Reprogramming to recover youthful epigenetic information and restore vision

Abstract

Ageing is a degenerative process that leads to tissue dysfunction and death. A proposed cause of ageing is the accumulation of epigenetic noise that disrupts gene expression patterns, leading to decreases in tissue function and regenerative capacity1,2,3. Changes to DNA methylation patterns over time form the basis of ageing clocks4, but whether older individuals retain the information needed to restore these patterns—and, if so, whether this could improve tissue function—is not known.
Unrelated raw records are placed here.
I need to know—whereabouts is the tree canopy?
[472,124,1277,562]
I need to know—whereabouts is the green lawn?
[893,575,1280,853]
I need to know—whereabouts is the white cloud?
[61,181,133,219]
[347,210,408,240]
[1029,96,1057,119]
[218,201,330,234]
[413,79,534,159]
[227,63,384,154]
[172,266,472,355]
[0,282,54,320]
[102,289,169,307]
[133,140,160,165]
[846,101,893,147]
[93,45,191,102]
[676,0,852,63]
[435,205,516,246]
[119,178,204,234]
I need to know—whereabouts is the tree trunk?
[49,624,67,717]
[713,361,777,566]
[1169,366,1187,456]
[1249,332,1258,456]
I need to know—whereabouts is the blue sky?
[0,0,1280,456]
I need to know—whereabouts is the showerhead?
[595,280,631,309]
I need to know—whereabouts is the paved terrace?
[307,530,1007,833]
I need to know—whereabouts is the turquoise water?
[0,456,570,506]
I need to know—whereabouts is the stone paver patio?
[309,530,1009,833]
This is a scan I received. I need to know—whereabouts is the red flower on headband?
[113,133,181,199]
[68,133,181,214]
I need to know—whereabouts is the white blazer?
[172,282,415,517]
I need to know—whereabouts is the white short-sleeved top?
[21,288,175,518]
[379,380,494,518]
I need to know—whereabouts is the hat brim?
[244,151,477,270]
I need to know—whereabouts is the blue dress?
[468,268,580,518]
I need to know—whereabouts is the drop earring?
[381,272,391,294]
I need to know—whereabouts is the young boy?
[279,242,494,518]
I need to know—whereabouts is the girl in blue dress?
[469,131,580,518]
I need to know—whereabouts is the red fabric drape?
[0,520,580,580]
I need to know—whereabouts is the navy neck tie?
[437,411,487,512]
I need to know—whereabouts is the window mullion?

Over time, the central nervous system (CNS) loses function and regenerative capacity5,6,7. Using the eye as a model CNS tissue, here we show that ectopic expression of Oct4 (also known as Pou5f1), Sox2 and Klf4 genes (OSK) in mouse retinal ganglion cells restores youthful DNA methylation patterns and transcriptomes, promotes axon regeneration after injury, and reverses vision loss in a mouse model of glaucoma and in aged mice. The beneficial effects of OSK-induced reprogramming in axon regeneration and vision require the DNA demethylases TET1 and TET2. These data indicate that mammalian tissues retain a record of youthful epigenetic information—encoded in part by DNA methylation—that can be accessed to improve tissue function and promote regeneration in vivo.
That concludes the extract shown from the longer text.